As Robert Burns once said, the best laid plans of mice and men go oft astray, and this is especially true for any plans that are birthed in notions of five rapscallions roasting s'mores and drinking fine wine together in front of a fireplace. I'm not exactly sure how it happened, but the boys ended up roasting their marshmallows over The George Forman Lean Mean Fat Reducing Grilling Machine, while I rummaged through Matt's fridge, complaining that he didn't have any bananas.

And as for The Girl, well a funny thing happened with her.

Matt broke the seal that guarded The Girl's opening, and with the help of Durfey, poured her contents into five fancy wine glasses. "This is it, gentlemen," we said amongst ourselves. "To Project:Regarding Henry!"

And one bye one, sounds of disgust were heard throughout that living room.

"She's bad!" Matt exclaimed. "After all this time, she turns out to be bad!"

"She's gone to vinegar!" Durfey was heard to lament. "This sucks!"

Yes, the wine was bad. Bad! The Girl had so much promise; none of us could believe it!

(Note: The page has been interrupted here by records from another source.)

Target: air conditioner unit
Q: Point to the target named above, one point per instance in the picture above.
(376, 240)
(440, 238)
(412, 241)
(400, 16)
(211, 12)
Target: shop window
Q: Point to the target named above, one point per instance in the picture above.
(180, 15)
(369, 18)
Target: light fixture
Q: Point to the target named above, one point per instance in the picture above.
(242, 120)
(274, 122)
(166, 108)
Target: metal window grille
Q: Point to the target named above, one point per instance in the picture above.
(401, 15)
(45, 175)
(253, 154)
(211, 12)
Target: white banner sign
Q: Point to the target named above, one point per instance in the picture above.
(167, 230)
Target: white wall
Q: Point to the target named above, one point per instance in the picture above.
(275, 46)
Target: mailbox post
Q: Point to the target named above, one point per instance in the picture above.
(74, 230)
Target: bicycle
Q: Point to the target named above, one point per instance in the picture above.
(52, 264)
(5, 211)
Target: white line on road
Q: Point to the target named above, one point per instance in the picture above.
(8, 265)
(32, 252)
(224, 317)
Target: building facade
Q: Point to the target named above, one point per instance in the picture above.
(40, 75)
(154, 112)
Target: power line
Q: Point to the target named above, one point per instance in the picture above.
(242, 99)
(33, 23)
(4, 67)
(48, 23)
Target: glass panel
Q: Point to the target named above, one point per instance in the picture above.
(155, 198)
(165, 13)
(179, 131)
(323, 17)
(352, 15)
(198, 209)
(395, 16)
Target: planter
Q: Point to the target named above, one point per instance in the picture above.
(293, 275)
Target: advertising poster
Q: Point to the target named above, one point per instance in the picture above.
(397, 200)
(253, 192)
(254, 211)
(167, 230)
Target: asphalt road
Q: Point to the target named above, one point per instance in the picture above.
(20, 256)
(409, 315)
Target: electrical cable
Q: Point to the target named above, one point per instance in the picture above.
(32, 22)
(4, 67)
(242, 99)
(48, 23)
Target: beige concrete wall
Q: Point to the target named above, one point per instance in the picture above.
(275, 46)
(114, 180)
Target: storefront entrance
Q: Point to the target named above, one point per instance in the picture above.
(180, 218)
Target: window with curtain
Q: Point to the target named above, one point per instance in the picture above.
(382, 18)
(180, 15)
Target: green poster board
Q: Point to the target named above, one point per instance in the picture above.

Charles and I still had full glasses in our hands. Neither of us had tasted the befouled spirit yet, but we knew what we had to do. This wasn't just a glass of bad wine. This was brotherhood. Camaraderie. Charles and I looked at each other. "Bottoms up," I said as we clinked our glasses. We took a sip in unison. Our eyebrows raised. Then our eyes squinted. We looked at each other again.

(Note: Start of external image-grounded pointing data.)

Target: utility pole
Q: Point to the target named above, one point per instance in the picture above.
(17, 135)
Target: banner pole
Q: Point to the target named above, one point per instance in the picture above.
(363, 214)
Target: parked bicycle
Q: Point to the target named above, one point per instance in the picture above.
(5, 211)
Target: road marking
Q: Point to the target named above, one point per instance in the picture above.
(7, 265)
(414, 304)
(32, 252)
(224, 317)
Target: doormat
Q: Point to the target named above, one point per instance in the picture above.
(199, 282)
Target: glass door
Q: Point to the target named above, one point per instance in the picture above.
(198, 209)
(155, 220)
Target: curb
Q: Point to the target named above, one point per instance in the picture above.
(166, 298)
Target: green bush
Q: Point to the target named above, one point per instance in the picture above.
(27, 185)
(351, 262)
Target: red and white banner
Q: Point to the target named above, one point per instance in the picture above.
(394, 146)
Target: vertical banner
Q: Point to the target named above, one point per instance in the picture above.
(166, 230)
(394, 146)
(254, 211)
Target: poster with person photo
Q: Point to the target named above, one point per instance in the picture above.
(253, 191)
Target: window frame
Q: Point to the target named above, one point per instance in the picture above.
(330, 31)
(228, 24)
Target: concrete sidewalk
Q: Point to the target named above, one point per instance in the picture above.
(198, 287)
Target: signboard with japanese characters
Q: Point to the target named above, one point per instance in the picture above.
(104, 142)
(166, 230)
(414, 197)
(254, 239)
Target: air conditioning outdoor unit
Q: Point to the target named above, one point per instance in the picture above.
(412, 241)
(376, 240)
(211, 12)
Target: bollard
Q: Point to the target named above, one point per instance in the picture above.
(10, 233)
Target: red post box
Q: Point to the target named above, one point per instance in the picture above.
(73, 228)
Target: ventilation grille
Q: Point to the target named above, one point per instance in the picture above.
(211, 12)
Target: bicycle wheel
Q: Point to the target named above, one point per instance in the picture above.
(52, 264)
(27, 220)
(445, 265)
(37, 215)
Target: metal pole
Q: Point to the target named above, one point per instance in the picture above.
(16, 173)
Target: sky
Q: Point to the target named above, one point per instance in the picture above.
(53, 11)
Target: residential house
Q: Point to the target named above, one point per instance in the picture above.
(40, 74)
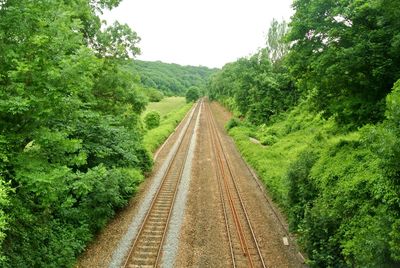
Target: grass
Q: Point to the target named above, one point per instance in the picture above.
(166, 105)
(172, 111)
(293, 134)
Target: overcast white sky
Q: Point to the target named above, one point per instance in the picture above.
(199, 32)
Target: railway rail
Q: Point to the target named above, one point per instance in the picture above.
(244, 247)
(146, 248)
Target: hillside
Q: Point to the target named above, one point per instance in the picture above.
(319, 121)
(171, 79)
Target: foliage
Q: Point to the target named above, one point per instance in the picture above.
(153, 94)
(166, 105)
(330, 156)
(258, 92)
(152, 119)
(346, 54)
(155, 137)
(171, 79)
(71, 148)
(233, 122)
(277, 48)
(192, 94)
(340, 190)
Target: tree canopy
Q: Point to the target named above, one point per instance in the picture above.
(171, 79)
(70, 131)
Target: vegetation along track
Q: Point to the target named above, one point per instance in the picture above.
(244, 248)
(146, 248)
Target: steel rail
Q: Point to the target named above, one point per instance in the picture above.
(219, 150)
(155, 198)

"This isn't half bad," Charles said.

"Best glass of wine I've ever had!" I announced.

Yes it's true, Charles and I really liked the supposedly bad wine. It didn't taste like vinegar at all, at least to me. It had a nice aged flavor, robust and full of body.

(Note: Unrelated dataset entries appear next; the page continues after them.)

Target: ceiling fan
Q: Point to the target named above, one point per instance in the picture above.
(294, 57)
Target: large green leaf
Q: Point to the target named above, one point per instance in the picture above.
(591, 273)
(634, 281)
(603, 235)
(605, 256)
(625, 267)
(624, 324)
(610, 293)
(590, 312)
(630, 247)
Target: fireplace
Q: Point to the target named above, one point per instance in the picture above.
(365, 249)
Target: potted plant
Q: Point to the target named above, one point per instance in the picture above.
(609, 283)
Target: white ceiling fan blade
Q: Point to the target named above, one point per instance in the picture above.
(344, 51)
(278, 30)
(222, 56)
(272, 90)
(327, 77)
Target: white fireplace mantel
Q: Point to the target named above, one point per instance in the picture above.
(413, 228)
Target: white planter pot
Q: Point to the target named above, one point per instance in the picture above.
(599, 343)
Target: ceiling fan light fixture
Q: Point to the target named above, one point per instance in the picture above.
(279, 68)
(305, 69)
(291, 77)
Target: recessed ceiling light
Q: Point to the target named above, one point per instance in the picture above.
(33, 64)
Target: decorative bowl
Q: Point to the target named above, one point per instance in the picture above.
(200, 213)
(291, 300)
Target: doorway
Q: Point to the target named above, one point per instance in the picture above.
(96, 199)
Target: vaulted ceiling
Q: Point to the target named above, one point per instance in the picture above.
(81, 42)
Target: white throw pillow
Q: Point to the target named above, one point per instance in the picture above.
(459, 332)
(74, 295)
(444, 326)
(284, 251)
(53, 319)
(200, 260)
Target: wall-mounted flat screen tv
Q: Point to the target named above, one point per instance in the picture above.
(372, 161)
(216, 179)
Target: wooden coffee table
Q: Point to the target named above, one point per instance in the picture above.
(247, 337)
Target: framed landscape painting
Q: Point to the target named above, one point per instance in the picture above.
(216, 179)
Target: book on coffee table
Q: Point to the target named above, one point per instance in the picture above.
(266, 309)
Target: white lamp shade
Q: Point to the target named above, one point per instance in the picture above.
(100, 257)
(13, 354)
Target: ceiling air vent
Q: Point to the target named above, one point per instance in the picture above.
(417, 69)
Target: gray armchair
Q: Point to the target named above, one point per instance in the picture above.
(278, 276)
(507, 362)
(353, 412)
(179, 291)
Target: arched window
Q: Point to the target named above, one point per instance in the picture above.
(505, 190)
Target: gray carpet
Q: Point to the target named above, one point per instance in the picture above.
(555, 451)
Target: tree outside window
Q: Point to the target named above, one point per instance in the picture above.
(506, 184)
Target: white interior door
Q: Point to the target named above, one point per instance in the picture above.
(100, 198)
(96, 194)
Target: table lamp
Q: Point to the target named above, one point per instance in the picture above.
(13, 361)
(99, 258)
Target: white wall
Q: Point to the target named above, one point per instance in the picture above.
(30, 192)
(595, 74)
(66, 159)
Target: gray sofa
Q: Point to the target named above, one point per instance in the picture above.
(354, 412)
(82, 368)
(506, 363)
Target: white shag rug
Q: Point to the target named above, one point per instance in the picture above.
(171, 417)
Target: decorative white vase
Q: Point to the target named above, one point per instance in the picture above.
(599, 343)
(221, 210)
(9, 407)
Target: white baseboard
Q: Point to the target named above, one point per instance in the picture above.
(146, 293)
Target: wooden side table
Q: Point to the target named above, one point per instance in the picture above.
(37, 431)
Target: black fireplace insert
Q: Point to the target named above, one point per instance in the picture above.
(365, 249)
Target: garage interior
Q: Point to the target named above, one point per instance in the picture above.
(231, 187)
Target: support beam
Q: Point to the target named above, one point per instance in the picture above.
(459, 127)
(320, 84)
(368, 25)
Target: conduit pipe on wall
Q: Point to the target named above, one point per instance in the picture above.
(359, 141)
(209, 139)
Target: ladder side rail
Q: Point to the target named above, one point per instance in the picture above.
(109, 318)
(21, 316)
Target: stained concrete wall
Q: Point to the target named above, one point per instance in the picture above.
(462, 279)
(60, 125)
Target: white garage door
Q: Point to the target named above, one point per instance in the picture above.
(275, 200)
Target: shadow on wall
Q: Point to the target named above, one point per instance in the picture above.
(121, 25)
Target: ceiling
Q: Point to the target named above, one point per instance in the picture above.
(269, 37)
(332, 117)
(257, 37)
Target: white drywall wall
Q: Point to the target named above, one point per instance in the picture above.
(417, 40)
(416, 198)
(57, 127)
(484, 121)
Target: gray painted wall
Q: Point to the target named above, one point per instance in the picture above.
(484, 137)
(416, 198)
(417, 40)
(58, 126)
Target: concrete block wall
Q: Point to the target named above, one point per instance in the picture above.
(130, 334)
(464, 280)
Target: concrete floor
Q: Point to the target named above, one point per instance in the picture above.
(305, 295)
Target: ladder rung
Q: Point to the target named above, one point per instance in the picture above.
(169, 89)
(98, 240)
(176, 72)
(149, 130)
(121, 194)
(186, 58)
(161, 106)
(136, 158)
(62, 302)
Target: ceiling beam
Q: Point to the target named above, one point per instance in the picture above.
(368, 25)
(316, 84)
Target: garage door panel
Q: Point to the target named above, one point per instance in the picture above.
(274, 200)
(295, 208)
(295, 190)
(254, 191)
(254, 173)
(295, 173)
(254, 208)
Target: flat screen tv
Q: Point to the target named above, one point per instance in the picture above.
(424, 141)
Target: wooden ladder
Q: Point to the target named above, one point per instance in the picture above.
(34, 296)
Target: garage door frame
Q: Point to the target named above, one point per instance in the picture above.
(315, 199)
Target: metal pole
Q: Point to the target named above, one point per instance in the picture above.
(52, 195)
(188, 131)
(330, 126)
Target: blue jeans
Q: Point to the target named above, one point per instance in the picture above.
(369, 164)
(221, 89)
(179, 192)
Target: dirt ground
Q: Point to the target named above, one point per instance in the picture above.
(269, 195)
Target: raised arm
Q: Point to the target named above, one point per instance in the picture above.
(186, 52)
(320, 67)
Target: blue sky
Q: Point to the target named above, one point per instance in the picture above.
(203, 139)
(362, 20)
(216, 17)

Like I have any idea what I'm talking about.

But seriously, I thought it was great. The only problem is, I really hate alcohol. I rarely drink, and when I do, I water the heck out of it. It's not just because the idea of injecting my brain with chemicals that will do nothing but slow it down is stupid to me; I really can't stand the taste of alcohol. Why ruin a perfectly good drink by putting booze in it, I always say. Same goes for Charles, I'm pretty sure.

Maybe that's why we both liked it - The Girl's wine didn't taste like wine ought to taste, and we both hate the taste of wine, so this drink's taste was good to us.

And now here lies the irony – and the tragedy – of the situation: the only two people who enjoyed the wine don't drink, and those who enjoy a drink did not like the wine.

Now that's freaking poetic in some way, I'm sure.

Top: With both the girls off in foreign lands for the week, bachelorhood reigned supreme.
Bottom: It was a night of unbridled debauchery by all accounts, minus any unwholesome behavior associated with the word.

August 9, 2004

So I'm pretty sure my hand's been broken for about a year or so. It began hurting a long time back, and it wasn't long before I became accustomed to the pain and stopped noticing it. Fast forward to a few months ago. I strike my hand and careen into a whirlwind of pain. You better believe I remembered the past discomfort after that. I looked at my hand and noticed that I've got a hard bulge about an inch and a half north of the wrist. The same bulge had been there before, but either descended back into the hand or stopped getting noticed by me once I started getting used to the pain. Fast forward another few months. We're now at the end of July. I've forgotten about my hand once again , but quickly remember it when I throw it against someone's face, and am in more pain than the freshman who just got his wagon fixed. The bulge is now bigger than ever, and boy does it suck. I've decided this time I should take it to a doctor, before I forget about it again.


Left: My freakish left hand, with what I think might be a bit of bone poking up out of the top.
Right: A normal hand, for comparison. Note the lack of disgusting protrusions.